Recessionize: For Fun & Profit

Jamie Kastner

BY Robert BellPublished Apr 28, 2011

From what I gather, the unearned, supercilious tone of Recessionize comes from the perspective of padded, liberal, neo-Marxist idealism, from the camp of privilege and trendy aloofness associated with the well-adjusted middle-class. It's a populist perspective common in urban locales, smugly mocking a capitalist ideologue while reaping the rewards of a social economy, which is perfectly fine given the ubiquity of that attitude, but it works better if done with a bit of ire and wit, two things this superficial documentary is seriously lacking.

Told in 15 steps, with dividing title cards, Jamie Kastner's snarky mockery of the current state of the economy juxtaposes present day business priority shifts with informational titbits from the Great Depression, suggesting that our current plight is a lot of hullabaloo over nothing. The examples of said priority shifts are found throughout the U.S. and Europe, where various entrepreneurs and business professionals have modified their strategies based on the shift in public demand.

It starts out fairly enough, detailing a "millionaire school" run by an egregious, crass Republican bitch who tells children that people with money are special and better than others, driving home the notion that life isn't worth living without superfluous crap. He actually holds back from flat-out insulting her, instead limiting coverage to a couple of smug remarks and interviews with students that clearly haven't learned anything worthwhile.

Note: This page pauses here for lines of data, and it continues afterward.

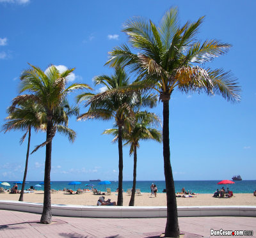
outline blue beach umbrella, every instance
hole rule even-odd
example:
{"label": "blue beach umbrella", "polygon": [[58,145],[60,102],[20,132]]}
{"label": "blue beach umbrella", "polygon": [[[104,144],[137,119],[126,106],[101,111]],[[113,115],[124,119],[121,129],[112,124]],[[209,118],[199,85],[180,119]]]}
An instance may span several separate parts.
{"label": "blue beach umbrella", "polygon": [[22,184],[23,183],[22,181],[17,181],[17,182],[13,182],[13,184]]}
{"label": "blue beach umbrella", "polygon": [[68,185],[74,185],[74,190],[76,190],[76,185],[81,184],[81,182],[73,181],[73,182],[70,182]]}
{"label": "blue beach umbrella", "polygon": [[93,189],[93,187],[95,186],[95,185],[92,184],[85,184],[84,186],[86,186],[86,187],[92,187],[92,189]]}
{"label": "blue beach umbrella", "polygon": [[[52,182],[50,182],[50,184],[52,184]],[[39,184],[44,184],[44,182],[39,182]]]}
{"label": "blue beach umbrella", "polygon": [[5,186],[5,189],[6,189],[6,186],[11,186],[11,185],[10,184],[10,183],[9,183],[9,182],[1,182],[1,184],[2,185]]}
{"label": "blue beach umbrella", "polygon": [[111,182],[108,181],[108,180],[105,180],[104,181],[101,181],[100,182],[98,183],[98,184],[104,184],[105,185],[105,192],[106,192],[106,184],[110,184],[111,183]]}

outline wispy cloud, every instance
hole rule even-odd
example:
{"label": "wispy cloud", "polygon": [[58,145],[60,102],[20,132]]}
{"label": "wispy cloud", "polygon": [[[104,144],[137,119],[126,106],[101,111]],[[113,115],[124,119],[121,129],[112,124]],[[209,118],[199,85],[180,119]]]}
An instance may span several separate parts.
{"label": "wispy cloud", "polygon": [[0,38],[0,45],[3,46],[6,45],[7,45],[7,38],[6,37],[4,37],[4,38]]}
{"label": "wispy cloud", "polygon": [[92,33],[90,34],[89,36],[88,36],[86,39],[84,39],[83,41],[83,43],[84,44],[86,43],[88,43],[88,41],[92,41],[95,38],[95,36],[94,35],[94,33]]}
{"label": "wispy cloud", "polygon": [[119,38],[119,34],[109,34],[108,35],[108,40],[118,40]]}
{"label": "wispy cloud", "polygon": [[19,4],[29,3],[30,0],[0,0],[0,3],[17,3]]}
{"label": "wispy cloud", "polygon": [[[65,66],[65,65],[54,65],[54,66],[56,68],[56,69],[60,71],[60,73],[64,72],[64,71],[66,71],[68,70],[68,68]],[[49,67],[48,67],[46,70],[44,71],[45,73],[49,71]],[[67,80],[69,82],[73,82],[76,79],[79,79],[79,80],[81,80],[83,79],[81,76],[79,75],[76,75],[73,72],[71,73],[67,77]]]}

Later interviews find Kastner struggling to maintain his tone, talking to a plastic surgeon about discounted boob jobs and a woman that touts around a herd of goats to various dilapidated sites to eat decaying brush. His condescension isn't always warranted or flattering, often going the route of cheesy one-liners that lack insight or context. And because his voice seems to suggest that all business enterprises are stupid, or that people are opportunistic, it's hard to appreciate or even link his choice of interview subjects, given that it's all exceedingly arbitrary and connected by a purveying, unrefined ideologue.

Perhaps a little bit of focus or a mature, balanced detailing of fewer subjects and "Recessionize steps" might have honed this blasé documentary into something clever and compelling. As it stands, this is forgettable, puerile pap.